I think it would be ideal if you put some keynote form stuff you are going to go over in your video.
It probably would help a lot of people or they may actually appreciate it like I would.
I also like videos that give key information and don't lang on..
people with CFS, fibromyalgia etc aren't into listening to something long drawn out.. we want to get to the point of the matter.
okay listened to this 7 times to hear what the drug was.. and NOTHING.
This is why it may be great to write out the keywords in your description box otherwise.. why tune in.. ya know..
@@SunshineGrove04 dextro-naltrexone
Thank you for posting these updates, they're always so fascinating 🙂 It's also a lovely reminder that there are people out there that are working tirelessly to help us all 💖
🥳 good stuff!
As a prototypical M.E. patient who is always far away from anything interesting, this is nice to hear. ..Someone needs to grab me for testing before I get some comorbid's 😆😝 ,my pure M.E. is going to waste.

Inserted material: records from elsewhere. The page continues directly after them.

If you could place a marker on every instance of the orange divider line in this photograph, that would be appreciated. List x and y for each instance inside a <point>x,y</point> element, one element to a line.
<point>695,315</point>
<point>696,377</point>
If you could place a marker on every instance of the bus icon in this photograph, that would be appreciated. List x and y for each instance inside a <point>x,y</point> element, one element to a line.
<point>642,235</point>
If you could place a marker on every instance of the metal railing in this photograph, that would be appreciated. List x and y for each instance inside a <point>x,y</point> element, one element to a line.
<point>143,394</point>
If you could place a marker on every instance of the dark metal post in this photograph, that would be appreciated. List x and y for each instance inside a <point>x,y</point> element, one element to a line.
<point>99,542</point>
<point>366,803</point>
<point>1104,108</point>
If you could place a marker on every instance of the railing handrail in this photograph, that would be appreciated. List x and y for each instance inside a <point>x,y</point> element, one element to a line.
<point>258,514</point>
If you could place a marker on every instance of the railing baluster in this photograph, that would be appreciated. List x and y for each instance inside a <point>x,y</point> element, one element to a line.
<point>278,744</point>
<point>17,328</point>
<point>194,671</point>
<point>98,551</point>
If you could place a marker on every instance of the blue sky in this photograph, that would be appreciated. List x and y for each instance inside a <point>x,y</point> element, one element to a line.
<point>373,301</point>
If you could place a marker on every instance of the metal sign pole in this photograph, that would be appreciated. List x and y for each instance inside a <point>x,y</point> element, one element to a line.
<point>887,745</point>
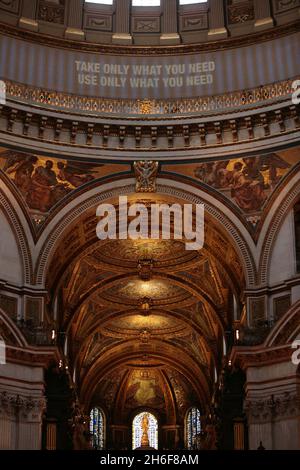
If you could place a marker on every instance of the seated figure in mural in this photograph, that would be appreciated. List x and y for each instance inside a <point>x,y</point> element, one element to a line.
<point>23,170</point>
<point>214,174</point>
<point>43,181</point>
<point>248,185</point>
<point>69,172</point>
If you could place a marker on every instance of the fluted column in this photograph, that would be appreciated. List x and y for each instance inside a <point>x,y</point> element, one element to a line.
<point>217,20</point>
<point>122,32</point>
<point>75,14</point>
<point>28,14</point>
<point>169,22</point>
<point>263,19</point>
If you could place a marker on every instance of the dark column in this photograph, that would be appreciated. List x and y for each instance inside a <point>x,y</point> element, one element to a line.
<point>122,32</point>
<point>263,19</point>
<point>169,23</point>
<point>74,24</point>
<point>28,12</point>
<point>217,20</point>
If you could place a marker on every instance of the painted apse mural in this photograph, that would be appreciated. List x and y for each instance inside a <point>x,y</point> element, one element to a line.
<point>248,182</point>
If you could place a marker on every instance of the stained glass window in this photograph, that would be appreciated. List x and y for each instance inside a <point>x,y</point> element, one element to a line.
<point>137,430</point>
<point>193,428</point>
<point>97,428</point>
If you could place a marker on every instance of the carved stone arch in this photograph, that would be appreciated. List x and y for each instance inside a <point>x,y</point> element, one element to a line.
<point>287,329</point>
<point>9,332</point>
<point>285,201</point>
<point>20,236</point>
<point>236,231</point>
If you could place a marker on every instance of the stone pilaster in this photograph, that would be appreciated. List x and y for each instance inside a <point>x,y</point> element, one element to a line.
<point>122,32</point>
<point>20,421</point>
<point>27,19</point>
<point>263,19</point>
<point>217,20</point>
<point>169,23</point>
<point>75,14</point>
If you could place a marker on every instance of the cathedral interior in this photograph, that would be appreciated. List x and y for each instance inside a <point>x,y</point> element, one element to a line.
<point>140,343</point>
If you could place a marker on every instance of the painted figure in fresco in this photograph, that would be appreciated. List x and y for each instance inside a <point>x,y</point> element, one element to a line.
<point>272,163</point>
<point>69,172</point>
<point>248,186</point>
<point>145,173</point>
<point>23,170</point>
<point>144,392</point>
<point>42,182</point>
<point>247,179</point>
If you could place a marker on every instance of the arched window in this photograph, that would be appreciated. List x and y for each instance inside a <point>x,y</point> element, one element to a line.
<point>193,428</point>
<point>145,3</point>
<point>104,2</point>
<point>189,2</point>
<point>144,431</point>
<point>97,428</point>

As a biologist, I love seeing you push the boundaries. Not the same old stuff over and over. Really great to see you pressing forward!
Please use a ME/CFS patient that developed their illness after contracting a severe case of Epstein Barr virus. (The most common trigger for ME/CFS). Please!!!!!! 🙏
These have become my favorite videos to follow and give me hope about healing for better managing fibromyalgia and long covid symptoms. Love your work.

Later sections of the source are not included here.